In Fig. 5-29, a block of mass m = 5.00 kg is pulled along a horizonttal frictionless floor by a cord that exerts a force of magnitude F = 12.0 at an angle `theta=25.0^(@)`.

Figure 5-29 A block is pulled along a horizontal floor.
(a) What is the magnitude of the block's acceleration?

The free-body diagram (not to scale) for the block is shown in Fig. 5-30. `vec(F)_(N)` is the normal force exerted by the floor and `m vec(g)` is the force of gravity.

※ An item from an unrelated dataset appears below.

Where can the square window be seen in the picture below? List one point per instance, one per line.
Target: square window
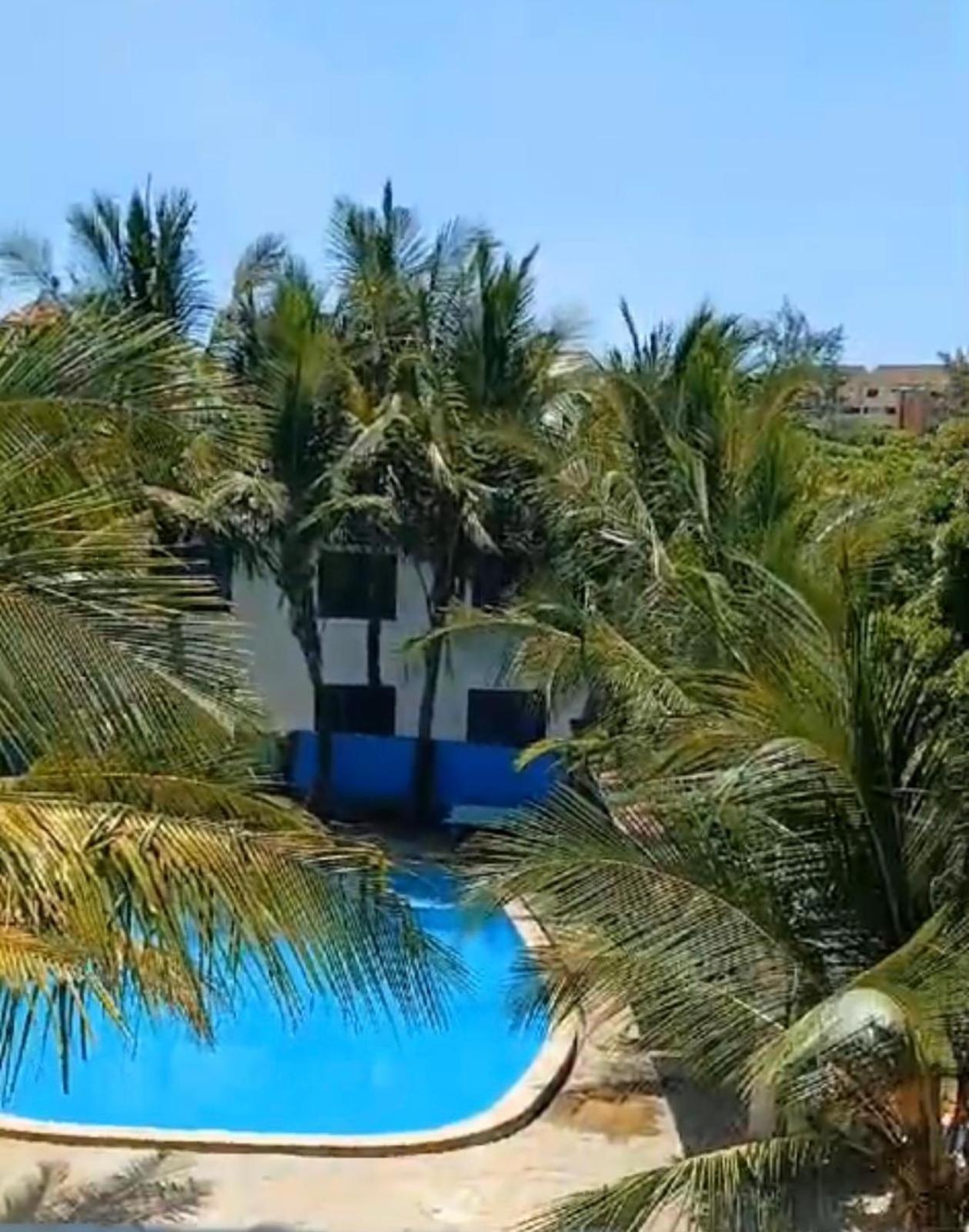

Calculation: The x component of Newton.s second law is `F cos theta=ma`, where m is the mass of the block and a is the x component of its acceleration. We obtain
`a=(F cos theta)/(m)=((12.0" N")cos 25.0^(@))/(5.00" kg")=2.18"m"//"s"^(2)`.
This is its acceleration provided it remains in contact with the floor. Assuming it does, we find the value of `F_(N)` (and if `F_(N)` is positive, then the assumption is true but if `F_(N)` is negative then the block leaves the floor). The y component of Newton.s second law becomes
`F_(N)+F sin theta-mg=0`,
so
`F_(N)=mg-F sin theta`
`=(5.00" kg")(9.80" m"//"s"^(2))-(12.0" N")sin 25.0^(@)`
`=43.9" N"`.
Hence, the block remains on the floor and its acceleration is `a=2.18" m"//"s"^(2)`.